Lastly, the real-life parallels of the far-right, fascistic politicians so deeply criticized on The Boys are ones the company directly supports. Amazon donates to both major political parties every election season, receiving a grade of F on the American Democracy Score Card (via Accountable.US) for backing politicians who directly undermine our democracy, including ones who have supported regressive voting laws, opposed the January 6th investigation, and more.
Furthermore, it doesn’t just pay those politicians to maintain good relations. Amazon has one of the most aggressive lobbying arms in the United States. Most famously, it killed or undermined privacy protections in states nationwide and stopped anti-trust laws from advancing. Author Dana Mattioli has described the company’s culture as so toxic that even some bankers and CEOs of other companies (off the record) have expressed concern about their behavior.
And this is simply the stuff we are aware of. An entertaining part of The Boy’s is to see the “palace intrigue” of what executives at Vought are saying and doing behind the scenes. There are undoubtedly actions happening right now at Amazon we will not learn about until decades after the fact, if ever.

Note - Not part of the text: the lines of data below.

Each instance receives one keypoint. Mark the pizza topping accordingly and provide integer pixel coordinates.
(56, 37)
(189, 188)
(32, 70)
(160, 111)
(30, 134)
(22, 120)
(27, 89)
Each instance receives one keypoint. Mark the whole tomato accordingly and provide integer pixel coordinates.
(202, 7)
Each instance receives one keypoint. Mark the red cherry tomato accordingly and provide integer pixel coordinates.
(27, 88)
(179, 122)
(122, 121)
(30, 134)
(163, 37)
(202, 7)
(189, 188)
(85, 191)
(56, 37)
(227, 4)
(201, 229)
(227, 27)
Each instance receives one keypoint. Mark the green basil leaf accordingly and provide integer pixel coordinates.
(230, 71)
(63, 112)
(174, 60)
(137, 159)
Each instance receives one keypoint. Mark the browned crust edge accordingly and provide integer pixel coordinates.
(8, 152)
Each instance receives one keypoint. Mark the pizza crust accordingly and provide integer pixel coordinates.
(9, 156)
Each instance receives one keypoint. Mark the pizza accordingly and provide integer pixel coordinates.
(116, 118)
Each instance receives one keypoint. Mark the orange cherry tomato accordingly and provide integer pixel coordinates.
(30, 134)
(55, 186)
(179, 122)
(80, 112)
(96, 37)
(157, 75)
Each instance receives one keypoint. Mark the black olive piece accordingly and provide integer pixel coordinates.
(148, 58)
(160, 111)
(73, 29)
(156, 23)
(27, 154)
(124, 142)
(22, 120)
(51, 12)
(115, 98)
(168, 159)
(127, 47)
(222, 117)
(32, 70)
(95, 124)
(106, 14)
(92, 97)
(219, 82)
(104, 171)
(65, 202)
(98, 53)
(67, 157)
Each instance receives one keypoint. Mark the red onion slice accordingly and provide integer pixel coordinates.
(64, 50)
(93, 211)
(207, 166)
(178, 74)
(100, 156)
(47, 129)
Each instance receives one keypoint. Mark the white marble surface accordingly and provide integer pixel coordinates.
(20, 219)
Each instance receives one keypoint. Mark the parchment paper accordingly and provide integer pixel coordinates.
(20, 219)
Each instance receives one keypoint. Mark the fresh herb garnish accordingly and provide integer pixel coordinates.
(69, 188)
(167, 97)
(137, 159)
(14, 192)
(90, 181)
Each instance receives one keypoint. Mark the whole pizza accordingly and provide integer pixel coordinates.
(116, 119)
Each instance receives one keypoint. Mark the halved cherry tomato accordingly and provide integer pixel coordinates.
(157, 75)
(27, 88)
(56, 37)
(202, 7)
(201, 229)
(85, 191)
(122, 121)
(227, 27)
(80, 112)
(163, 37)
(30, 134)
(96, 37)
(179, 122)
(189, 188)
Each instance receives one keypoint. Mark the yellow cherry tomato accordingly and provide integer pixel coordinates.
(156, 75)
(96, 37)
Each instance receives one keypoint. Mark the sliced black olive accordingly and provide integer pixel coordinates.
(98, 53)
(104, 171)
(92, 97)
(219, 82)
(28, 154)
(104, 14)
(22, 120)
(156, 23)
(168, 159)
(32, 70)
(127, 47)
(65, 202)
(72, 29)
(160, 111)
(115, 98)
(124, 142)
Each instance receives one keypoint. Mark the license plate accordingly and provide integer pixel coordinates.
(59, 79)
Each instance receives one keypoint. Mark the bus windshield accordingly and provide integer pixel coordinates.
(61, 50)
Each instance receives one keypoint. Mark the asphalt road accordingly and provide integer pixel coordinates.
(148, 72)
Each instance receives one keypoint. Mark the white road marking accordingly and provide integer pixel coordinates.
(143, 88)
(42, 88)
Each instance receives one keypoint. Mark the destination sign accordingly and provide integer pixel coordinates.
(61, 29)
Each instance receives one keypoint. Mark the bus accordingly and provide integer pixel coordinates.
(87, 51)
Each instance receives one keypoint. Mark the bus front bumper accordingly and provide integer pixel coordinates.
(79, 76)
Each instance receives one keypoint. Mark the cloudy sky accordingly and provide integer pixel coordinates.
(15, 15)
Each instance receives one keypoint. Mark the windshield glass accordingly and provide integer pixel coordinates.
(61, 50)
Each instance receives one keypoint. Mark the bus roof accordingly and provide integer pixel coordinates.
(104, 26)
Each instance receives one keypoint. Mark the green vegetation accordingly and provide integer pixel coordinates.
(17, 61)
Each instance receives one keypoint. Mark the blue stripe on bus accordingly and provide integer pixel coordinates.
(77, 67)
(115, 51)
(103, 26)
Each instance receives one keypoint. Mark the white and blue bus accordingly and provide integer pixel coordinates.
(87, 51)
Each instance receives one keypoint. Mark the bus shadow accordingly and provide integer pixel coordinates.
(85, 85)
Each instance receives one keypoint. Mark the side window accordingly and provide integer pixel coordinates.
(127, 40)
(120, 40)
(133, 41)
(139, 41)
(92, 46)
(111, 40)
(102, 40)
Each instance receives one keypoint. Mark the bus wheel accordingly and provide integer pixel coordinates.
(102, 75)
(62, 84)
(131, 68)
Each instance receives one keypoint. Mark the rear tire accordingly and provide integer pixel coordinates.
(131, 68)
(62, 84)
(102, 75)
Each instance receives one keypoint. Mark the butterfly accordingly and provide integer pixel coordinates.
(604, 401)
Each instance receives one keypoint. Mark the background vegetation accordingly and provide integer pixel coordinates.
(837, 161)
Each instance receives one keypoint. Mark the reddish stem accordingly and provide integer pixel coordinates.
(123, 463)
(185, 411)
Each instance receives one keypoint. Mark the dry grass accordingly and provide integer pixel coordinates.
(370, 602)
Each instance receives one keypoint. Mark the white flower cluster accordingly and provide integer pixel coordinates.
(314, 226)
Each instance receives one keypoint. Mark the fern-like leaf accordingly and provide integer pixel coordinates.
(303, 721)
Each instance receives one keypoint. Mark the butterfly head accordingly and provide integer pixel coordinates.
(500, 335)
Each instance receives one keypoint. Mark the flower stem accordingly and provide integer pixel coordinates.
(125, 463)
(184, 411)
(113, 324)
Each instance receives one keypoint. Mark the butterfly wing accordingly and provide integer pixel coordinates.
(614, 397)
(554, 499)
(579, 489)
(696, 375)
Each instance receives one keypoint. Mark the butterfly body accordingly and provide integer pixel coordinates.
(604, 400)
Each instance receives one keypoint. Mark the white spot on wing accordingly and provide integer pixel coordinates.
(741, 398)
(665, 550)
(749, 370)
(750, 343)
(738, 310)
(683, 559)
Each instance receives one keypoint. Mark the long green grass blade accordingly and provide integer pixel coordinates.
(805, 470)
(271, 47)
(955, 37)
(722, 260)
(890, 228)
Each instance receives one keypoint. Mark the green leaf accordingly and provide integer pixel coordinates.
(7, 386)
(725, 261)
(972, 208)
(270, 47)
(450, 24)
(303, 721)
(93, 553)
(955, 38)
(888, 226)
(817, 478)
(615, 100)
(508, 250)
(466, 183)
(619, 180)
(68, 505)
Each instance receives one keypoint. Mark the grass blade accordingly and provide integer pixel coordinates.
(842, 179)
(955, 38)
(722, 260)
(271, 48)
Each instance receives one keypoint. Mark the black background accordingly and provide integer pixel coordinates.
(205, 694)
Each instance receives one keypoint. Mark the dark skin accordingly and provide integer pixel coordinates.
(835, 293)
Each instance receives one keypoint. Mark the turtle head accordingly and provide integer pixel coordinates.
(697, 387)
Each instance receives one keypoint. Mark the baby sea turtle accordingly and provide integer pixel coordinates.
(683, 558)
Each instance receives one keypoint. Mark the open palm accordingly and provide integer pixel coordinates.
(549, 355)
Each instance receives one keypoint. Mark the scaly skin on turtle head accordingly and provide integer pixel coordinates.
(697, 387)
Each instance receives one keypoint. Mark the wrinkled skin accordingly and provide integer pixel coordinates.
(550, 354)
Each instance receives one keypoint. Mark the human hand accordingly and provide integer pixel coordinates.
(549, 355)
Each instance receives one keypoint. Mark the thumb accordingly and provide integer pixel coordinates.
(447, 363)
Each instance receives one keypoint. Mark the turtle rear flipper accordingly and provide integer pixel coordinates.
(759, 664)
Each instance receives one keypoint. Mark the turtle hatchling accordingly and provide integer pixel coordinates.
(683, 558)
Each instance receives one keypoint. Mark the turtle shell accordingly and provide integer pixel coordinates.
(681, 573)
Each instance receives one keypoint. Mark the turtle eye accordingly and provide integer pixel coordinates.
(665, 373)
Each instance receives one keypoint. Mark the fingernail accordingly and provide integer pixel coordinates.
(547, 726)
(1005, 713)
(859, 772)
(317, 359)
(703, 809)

Sans the superheroes, Amazon is Vought. If it could create a Homelander to rule over the world, it would.
A super conclusion
It’s very frustrating to absorb a message about how corporate America can abet fascism and not feel nauseated by the hypocrisy of Amazon, one such fascist corporation, delivering that message. One that was more than willing to place product placements for Amazon packaging and its show, The Marvelous Mrs. Maisel, inside that alleged critique (see episode Life Among Septics).
Amazon is not the first company to coopt radical messaging for profit. I wrote a piece about Netflix, one of the biggest profiteers of exploitative crime documentaries, producing a critique of that genre while having no intention of changing its behavior (see Can Netflix Critique Itself?). This type of thing happens all the time. The Lego Movie (2014) was about overconsumption despite advertising Legos. The Barbie Movie (2023) is a feminist critique that just so happens to serve as a two-hour+ product placement for a pretty regressive product.
It’s not unusual for a company to finance a work that critiques a problem it helped cause.
I like The Boys. It’s going to be up there in my end-of-the-year rankings. I just hope that as we enjoy this anti-fascist and anti-corporate work, we do not lose sight of the problems coming from its very troublesome messenger.